Truly, A Miracle – suggest you read the Neu Four Gospels by St. Mary Harney, St. Mick McDowell, St. Charles McCreevy, and St Bertie Ahern: service at St Jude’s each sunday morning, and donations at the door still gratefully accepted; plenary indulgences for the generously afflicted in the back room and in a sealed brown envelope or direct to non-existant bank accounts in un-nameable places.

or is it ‘proceeds’ in this instance? (-; whichever, the ‘seeds’ were well and truly sown …. (-; ta for the copyediting function; if you could create such an app for this blog I’m sure it would be greatly depreciated.
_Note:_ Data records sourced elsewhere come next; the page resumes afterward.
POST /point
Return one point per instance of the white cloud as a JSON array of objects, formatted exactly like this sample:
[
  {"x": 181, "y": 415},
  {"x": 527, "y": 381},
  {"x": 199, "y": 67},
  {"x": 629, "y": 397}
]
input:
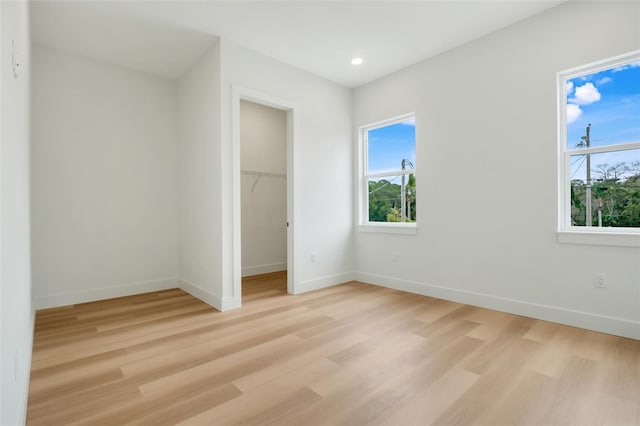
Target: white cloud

The ERU, clearly economic research unit. But unit of what, the curious layperson might ask as it appears some crucial information is being obscured or at least being omitted.

It could be part of ESRI, OECD, IMF, Eurostat … something credible at least but why leave out a prestigious parent organisation? Why the INTO training center as a location? Suspicious?

I googled Rory O’Farrell and he crops up on TASC’s groupthink tank website and some European Trade Union Institute. Not much on an Irish ERU though, a surprisingly anonymous organisation for one that feels it can simply go by the name ERU.

Luckily whois told me the domain is owned by The Congress Economic Research Unit. A search for that and it’s a unit of ICTU.

I’ll be on tenterhooks until the conference to know whether a trade union economist thinks that collective bargaining is a good or bad thing.